You see, I have a big favor I am asking of reality. And that favor is to see things from my point of view when it comes to the sentencing of the Cleveland 5 (some say the “Cleveland 4” because one of the people is testifying against the others, but even so, I believe in compassion for all, am not judging, am not judging).

I do not wish for these young men to be sentenced the extreme amount that some in our government have been asking: life sentences. That would be very very sad because some in the government actually created the plot and facilitated and pushed the carrying out of the plot for which the young men are being sentenced. If that is not entrapment in a bad sense, what is?

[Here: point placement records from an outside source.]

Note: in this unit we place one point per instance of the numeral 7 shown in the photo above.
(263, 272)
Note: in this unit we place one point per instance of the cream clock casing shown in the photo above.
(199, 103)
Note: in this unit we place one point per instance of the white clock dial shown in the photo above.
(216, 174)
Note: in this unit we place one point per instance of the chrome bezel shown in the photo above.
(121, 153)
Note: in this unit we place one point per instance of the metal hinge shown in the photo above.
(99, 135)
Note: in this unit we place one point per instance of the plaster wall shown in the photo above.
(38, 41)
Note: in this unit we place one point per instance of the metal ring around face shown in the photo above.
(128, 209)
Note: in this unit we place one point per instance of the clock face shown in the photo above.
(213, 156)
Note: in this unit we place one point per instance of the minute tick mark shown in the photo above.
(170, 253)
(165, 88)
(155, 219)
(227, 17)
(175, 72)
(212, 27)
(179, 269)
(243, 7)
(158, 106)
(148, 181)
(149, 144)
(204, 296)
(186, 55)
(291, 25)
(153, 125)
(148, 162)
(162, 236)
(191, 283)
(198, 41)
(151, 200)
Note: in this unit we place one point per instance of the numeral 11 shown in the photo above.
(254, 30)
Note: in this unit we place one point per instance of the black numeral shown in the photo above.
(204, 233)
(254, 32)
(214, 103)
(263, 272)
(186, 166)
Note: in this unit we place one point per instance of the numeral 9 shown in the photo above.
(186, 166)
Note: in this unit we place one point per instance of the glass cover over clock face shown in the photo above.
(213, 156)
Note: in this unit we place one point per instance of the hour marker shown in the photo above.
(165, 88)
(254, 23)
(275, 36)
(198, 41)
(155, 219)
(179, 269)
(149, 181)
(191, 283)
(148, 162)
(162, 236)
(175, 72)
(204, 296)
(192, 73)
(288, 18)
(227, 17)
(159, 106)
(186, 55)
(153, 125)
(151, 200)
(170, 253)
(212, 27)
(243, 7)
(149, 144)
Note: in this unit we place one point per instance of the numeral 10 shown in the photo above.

The sentence one of their lawyers is asking for is much more reasonable: 5 years.

So I’ve been wondering what can I do to give ground on my point of view about some issues so that other people will give ground on their issues? What can we do to be less extreme?

I’ve always considered myself pro-choice for the most part, but I’ve noticed that conversation about the details of what that means tends to be heated, so much so that I’ve just kind of held the issue at arm’s length and not engaged in discussion. Interestingly enough, I’ve experience far more anger from the “pro-choice” side of the issue than from the “pro-life” side, but this is probably because I tend to talk more relaxedly with people who tend to be “pro-choice” and tend to have more of them around me.

I am willing to make a concession, and that is that I can see that it is reasonable for people of sound mind and capabilities who are over 18 years of age to do better to prevent themselves from getting pregnant (except in the case of rape), and that these people should act more responsibly–and possibly that the right to an abortion regardless of circumstance might be something that we can reconsider.

(And yet I adamantly believe that children (people 18 years old and younger) do not have any obligation to carry pregnancies to term, and people who have been raped.)

Since I make this concession to seeing the “other” party’s point of view on abortion, will the “other” party see my point of view? And where can we find common ground on the anti-war issue and being pro-life?